After two uneventful weeks at sea, they approached Cape Lookout the night of February 8. Because it was obscured by fog, the first indication Captain Mitchell had of his proximity to Lookout Shoals was when, at 10 p.m., the Carroll suddenly struck a sand bar, ground to a stop and careened over on her side. Almost immediately, the brig drifted over the bar and into deep water again. An investigation showed she was shipping relatively little water and to outward appearances was not badly damaged. But when the helmsman tried to carry out a command he found that the wheel had lost contact with the rudder—it was soon obvious the rudder had been completely torn loose from the ship, leaving her practically unmanageable.
Due to rapidly increasing winds from the southeast, Mitchell decided to make every effort to get his vessel ashore before she foundered at sea with the imminent possibility of death for them all. “Finally,” passenger Bangs reported later, “the light of Cape Lookout came in sight, distance about one mile.

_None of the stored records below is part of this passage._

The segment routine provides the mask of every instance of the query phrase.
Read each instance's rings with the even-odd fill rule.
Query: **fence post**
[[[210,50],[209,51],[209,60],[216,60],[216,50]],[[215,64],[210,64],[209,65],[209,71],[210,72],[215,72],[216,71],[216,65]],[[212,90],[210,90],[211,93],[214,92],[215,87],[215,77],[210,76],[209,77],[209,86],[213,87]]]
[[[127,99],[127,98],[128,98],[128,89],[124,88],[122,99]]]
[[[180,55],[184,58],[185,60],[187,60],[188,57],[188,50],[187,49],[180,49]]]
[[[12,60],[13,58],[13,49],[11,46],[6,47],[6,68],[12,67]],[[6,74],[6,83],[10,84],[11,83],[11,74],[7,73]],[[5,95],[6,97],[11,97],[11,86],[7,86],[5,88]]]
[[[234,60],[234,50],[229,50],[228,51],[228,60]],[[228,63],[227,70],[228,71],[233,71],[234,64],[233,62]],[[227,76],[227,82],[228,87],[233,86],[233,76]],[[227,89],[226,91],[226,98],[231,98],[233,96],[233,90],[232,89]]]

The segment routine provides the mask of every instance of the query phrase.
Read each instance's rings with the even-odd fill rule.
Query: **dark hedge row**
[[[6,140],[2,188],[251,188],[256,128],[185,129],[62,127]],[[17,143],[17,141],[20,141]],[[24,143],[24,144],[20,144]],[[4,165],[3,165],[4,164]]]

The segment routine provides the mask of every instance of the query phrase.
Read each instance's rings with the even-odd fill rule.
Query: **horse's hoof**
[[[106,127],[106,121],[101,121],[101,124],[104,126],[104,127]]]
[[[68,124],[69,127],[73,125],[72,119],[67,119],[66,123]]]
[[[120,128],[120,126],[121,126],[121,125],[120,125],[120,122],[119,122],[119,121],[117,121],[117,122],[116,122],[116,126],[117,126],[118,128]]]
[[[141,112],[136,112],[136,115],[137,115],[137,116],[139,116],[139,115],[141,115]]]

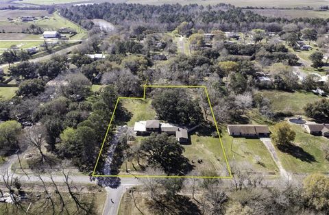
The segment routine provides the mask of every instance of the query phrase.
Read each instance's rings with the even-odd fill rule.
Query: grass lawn
[[[233,138],[227,132],[222,134],[221,140],[228,162],[234,165],[247,164],[254,172],[278,174],[278,169],[264,144],[257,138]],[[258,156],[262,164],[255,162]]]
[[[34,5],[53,5],[54,3],[74,3],[74,2],[83,2],[87,1],[86,0],[56,0],[53,1],[53,0],[23,0],[23,1],[15,1],[19,3],[31,3]]]
[[[77,33],[86,33],[86,31],[77,24],[66,19],[58,15],[58,12],[54,12],[53,16],[49,19],[38,21],[37,25],[47,30],[57,30],[62,27],[70,27],[74,29]]]
[[[154,119],[156,116],[156,112],[151,107],[151,99],[122,99],[120,102],[132,114],[132,118],[127,122],[129,127],[134,126],[135,122]]]
[[[149,212],[149,206],[146,202],[145,194],[143,192],[141,188],[137,187],[134,192],[134,197],[136,199],[136,204],[139,210],[143,213],[141,214],[138,209],[135,207],[132,196],[127,192],[125,192],[122,196],[120,201],[120,207],[119,207],[119,215],[140,215],[140,214],[151,214]]]
[[[295,173],[328,173],[329,162],[325,158],[322,147],[329,144],[329,139],[305,133],[299,125],[291,125],[291,127],[296,132],[294,141],[296,147],[291,149],[291,153],[284,153],[277,149],[284,168]]]
[[[14,97],[17,87],[0,87],[0,100],[9,100]]]
[[[303,108],[308,103],[315,102],[321,97],[311,92],[287,92],[280,90],[260,90],[263,97],[268,98],[275,112],[291,112],[294,114],[303,114]]]
[[[102,85],[98,85],[98,84],[93,84],[91,86],[91,91],[93,92],[98,92],[99,90],[102,88],[104,87],[104,86]]]
[[[43,41],[2,41],[0,42],[0,49],[9,49],[12,45],[16,45],[19,49],[27,49],[38,47],[42,43],[43,43]]]

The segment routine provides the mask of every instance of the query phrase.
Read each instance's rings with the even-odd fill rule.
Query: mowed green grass
[[[87,0],[23,0],[23,1],[16,1],[19,3],[27,3],[35,5],[53,5],[53,4],[60,4],[60,3],[74,3],[74,2],[84,2],[88,1]]]
[[[38,47],[40,44],[43,43],[42,41],[1,41],[0,42],[0,49],[9,49],[13,45],[16,45],[19,49],[27,49],[32,47]]]
[[[260,90],[263,97],[271,101],[275,112],[291,112],[294,114],[303,114],[303,108],[308,103],[320,100],[321,97],[311,92],[287,92],[280,90]]]
[[[299,125],[291,125],[291,127],[296,132],[295,144],[302,150],[293,155],[277,149],[283,167],[294,173],[328,173],[329,162],[326,160],[322,148],[324,145],[329,145],[329,139],[306,133]],[[297,149],[295,148],[293,151],[297,151]]]
[[[15,96],[17,87],[0,87],[0,100],[9,100]]]
[[[264,144],[258,138],[233,138],[225,131],[221,140],[229,164],[247,167],[252,171],[277,175],[278,168]],[[262,165],[256,164],[259,157]]]
[[[215,5],[219,3],[226,3],[234,5],[236,6],[263,6],[263,7],[286,7],[293,8],[297,6],[310,6],[319,7],[320,5],[328,5],[328,1],[326,0],[267,0],[267,1],[257,1],[257,0],[129,0],[127,3],[142,3],[142,4],[155,4],[160,5],[164,3],[180,3],[180,4],[190,4],[197,3],[199,5]]]
[[[127,126],[134,126],[135,122],[154,119],[156,112],[151,108],[151,99],[122,99],[120,102],[132,114],[127,122]]]
[[[273,17],[284,17],[295,18],[300,17],[307,18],[329,18],[328,11],[300,10],[277,10],[277,9],[248,9],[256,14]]]
[[[38,21],[36,24],[38,26],[47,30],[57,30],[60,27],[65,27],[74,29],[77,33],[86,32],[83,28],[60,16],[57,12],[54,12],[53,16],[50,16],[49,19]]]
[[[48,15],[49,18],[38,19],[30,22],[21,22],[19,19],[13,23],[8,21],[0,21],[0,31],[5,33],[21,33],[22,29],[28,28],[32,24],[34,24],[45,31],[57,30],[65,27],[74,29],[80,34],[85,34],[86,30],[73,22],[60,16],[57,12]]]

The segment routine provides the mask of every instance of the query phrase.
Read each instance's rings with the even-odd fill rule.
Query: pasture
[[[313,103],[321,97],[312,92],[304,91],[288,92],[280,90],[260,90],[264,97],[271,101],[274,112],[291,112],[293,114],[303,114],[303,108],[308,103]]]
[[[230,3],[238,7],[257,6],[257,7],[276,7],[276,8],[294,8],[294,7],[319,7],[320,5],[328,5],[328,1],[326,0],[129,0],[127,3],[142,3],[142,4],[154,4],[160,5],[164,3],[180,3],[186,5],[190,3],[197,3],[199,5],[215,5],[219,3]]]
[[[300,17],[307,18],[329,18],[328,11],[300,10],[276,10],[276,9],[248,9],[256,14],[265,16],[284,17],[295,18]]]
[[[83,28],[60,16],[57,12],[54,12],[53,14],[47,13],[49,18],[39,18],[34,21],[22,22],[19,19],[19,15],[22,14],[30,15],[28,12],[29,10],[27,10],[27,12],[22,12],[22,10],[14,11],[16,11],[16,12],[12,14],[12,18],[14,19],[12,21],[7,21],[6,16],[3,16],[3,18],[0,19],[0,31],[5,33],[21,33],[23,29],[25,29],[34,24],[41,27],[44,31],[57,30],[60,27],[65,27],[75,29],[77,33],[86,33],[86,31]],[[21,13],[19,14],[20,11]],[[47,12],[45,10],[45,12]]]
[[[300,125],[291,124],[291,127],[296,132],[293,145],[285,151],[276,147],[284,168],[293,173],[328,173],[329,161],[322,149],[329,144],[329,139],[307,134]]]

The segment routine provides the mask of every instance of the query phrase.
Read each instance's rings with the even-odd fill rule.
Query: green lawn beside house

We endeavored by shifting the position of the sails to gain the light, but it was impossible to do so as the wind headed too much, and we struck the shore one mile to the south of the Cape. We remained beating on the shore all night, with a tremendous sea breaking over us every minute, looking forward with the greatest anxiety for daybreak, to see and get ashore if possible.
“The looked-for hour arrived,” Mr. Bangs continued. “Orders were given to clear the boat and all hands get in. The boat, however, no sooner touched the water than was filled, capsized, and dashed to pieces in the surf. It was fortunate for us all it so happened, for it was impossible a boat of any kind could live on such a sea, much less gain the shore with the wind ahead and the tide making out.”
As the morning wore on Mitchell, his crew and passengers made attempts to get a line to the beach some 40 or 50 yards away, but without success; and when people arrived on shore opposite the wreck they were powerless to get a line out to the Carroll as Mitchell and his cohorts were to get one in to them. Soon, the sky clouded and it began to rain. This turned to sleet, then hail and finally snow. By noon, with huge breakers crashing down around them, Mr. Bangs noted, “we had been exposed for 14 years and almost chilled to death.”
No one had attempted to swim to shore for rear of the terrible surf, but as the prospect of high tide threatened to engulf them all, it was decided to try to swim ashore with a line. It was further decided the one to do the swimming should be Pillow. As the crew of strong, able-bodied men clung helplessly to the violently pitching hull of the wrecked brig—other standing equally as helpless on the snow-covered show—Pillow, half choked by the rope around his neck, swam with all his fast ebbing strength toward the low lying beach and made it, with the line still tight around his neck. Soon afterwards his shipmates, nearly dead from cold and exposure, were safely pulled ashore!